Üstelik incirin içine onun neslinin devamını sağlayacak şekilde programlanan yüzlerce minicik çekirdekler yerleştiriliyor. Bu fevkalade güzel meyveler, ağacın işi olabilir mi?
Bir mühendislik harikası olan yaprak, odunun, yani ağacın işi olamaz.
Çiçek, meyve ve yapraklar; ilim, güç, hikmet sahibi, Kerim, rızık verici olan ALLAH tarafından yaratılıyor. Eser, sahibini ve yaratıcısını anlatır. (Evrenden Mesajlar, Raif Öztürk, Selis yayınları, s.24-28; Tel.0212-5136389)
Anne karnında göbek bağı ile beslenen bebek, anne rahminde yığma bir et topağı olmuyor. Göbek bağından gelen besinler zamanla kafa, göz, kulak, burun, ağız, el, ayak, saç, tırnak, böbrek, kalp, damar, sinir vb. hâline geliyor ve sonunda canlı bir bebek dünyaya geliyor.
Konuyu Kur’an’ın üslûbuyla anlatalım:
“Vallahi, biz insanın özünü çamurdan yarattık. Sonra onu sağlam bir yerde (anne karnına) su damlası yaptık. Sonra o su damlasını kan pıhtısı hâline getirdik. Sonra kan pıhtısını et parçasına çevirdik. Sonra et parçasından birtakım kemikler yarattık. Sonra da kemiklere et giydirdik. Sonra ruh verip başka bir yaratılışla ona hayat verdik. Yaratıcıların en güzeli Allah ne yücedir.” (Müminun,12-14)
Bir kitap yazarsız, bir resim ressamsız, bir bina ustasız olmaz. Her eserin ustası vardır.
Kâinat, mükemmel ve harika bir kitaptır. Evren kitabının yazarı ve sanatkâr Allah’tır.
Fen bilgisi, hayat bilgisi, fizik, kimya, biyoloji, astronomi derslerini Kur’an üslubuyla yazacak yazarlara ve anlatacak öğretmenlere ihtiyacımız var.

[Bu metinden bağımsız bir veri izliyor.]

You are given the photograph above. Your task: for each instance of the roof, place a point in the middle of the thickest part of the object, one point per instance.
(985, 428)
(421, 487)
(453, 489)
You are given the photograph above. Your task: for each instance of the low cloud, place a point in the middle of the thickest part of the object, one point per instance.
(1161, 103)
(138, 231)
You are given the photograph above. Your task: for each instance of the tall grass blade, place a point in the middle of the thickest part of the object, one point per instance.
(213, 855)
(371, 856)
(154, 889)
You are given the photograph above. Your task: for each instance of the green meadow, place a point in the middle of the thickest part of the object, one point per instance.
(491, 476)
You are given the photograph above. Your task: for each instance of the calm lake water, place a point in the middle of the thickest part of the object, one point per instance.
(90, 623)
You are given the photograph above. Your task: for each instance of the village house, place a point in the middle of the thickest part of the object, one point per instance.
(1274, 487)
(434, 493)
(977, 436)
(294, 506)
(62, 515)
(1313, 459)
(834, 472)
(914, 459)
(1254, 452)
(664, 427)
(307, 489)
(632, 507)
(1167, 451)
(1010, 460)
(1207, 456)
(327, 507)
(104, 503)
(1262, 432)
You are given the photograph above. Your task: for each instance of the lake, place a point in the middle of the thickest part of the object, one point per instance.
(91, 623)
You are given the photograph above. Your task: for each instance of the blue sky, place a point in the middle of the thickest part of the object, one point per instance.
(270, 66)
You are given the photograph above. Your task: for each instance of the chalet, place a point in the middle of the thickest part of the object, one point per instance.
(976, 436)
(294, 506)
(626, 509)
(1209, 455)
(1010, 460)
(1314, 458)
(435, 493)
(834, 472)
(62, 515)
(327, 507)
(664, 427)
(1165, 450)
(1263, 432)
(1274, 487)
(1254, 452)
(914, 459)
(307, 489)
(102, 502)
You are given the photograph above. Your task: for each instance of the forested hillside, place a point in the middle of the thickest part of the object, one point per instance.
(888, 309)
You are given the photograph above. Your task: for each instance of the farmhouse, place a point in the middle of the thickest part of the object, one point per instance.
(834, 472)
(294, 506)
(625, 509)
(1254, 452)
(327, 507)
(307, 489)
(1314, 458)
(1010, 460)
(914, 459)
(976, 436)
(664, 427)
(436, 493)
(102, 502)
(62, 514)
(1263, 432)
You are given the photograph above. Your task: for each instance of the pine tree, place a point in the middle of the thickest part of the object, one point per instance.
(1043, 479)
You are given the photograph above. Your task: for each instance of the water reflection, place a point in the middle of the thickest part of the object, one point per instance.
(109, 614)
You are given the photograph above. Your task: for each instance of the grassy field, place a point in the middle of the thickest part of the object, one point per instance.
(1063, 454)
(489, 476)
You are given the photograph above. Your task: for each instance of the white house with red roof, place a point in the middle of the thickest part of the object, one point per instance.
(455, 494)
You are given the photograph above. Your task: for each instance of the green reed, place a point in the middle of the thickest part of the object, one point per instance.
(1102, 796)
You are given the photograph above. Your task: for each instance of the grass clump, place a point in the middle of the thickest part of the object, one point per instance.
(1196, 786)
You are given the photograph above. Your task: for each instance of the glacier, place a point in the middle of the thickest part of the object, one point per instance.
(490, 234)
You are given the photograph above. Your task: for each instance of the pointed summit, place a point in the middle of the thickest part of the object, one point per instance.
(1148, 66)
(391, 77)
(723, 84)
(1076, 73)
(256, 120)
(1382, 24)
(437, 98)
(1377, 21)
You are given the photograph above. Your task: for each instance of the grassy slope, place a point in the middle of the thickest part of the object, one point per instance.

Milli Eğitim Bakanlığından beklenen bu. Eğer bu yapılırsa ortalıkta ne ateist ne de deist kalır.
MEB, Evrenden Mesajlar’ı bütün okullara tavsiye etmeli.
Fen bilgisi kitaplarını, Evrenden Mesajları örnek alarak yazdırmalı. Fen kitaplarında, kâinat ve içindeki Allah’ın eserleri, Kur’an’ın bakış açısıyla anlatılmalı.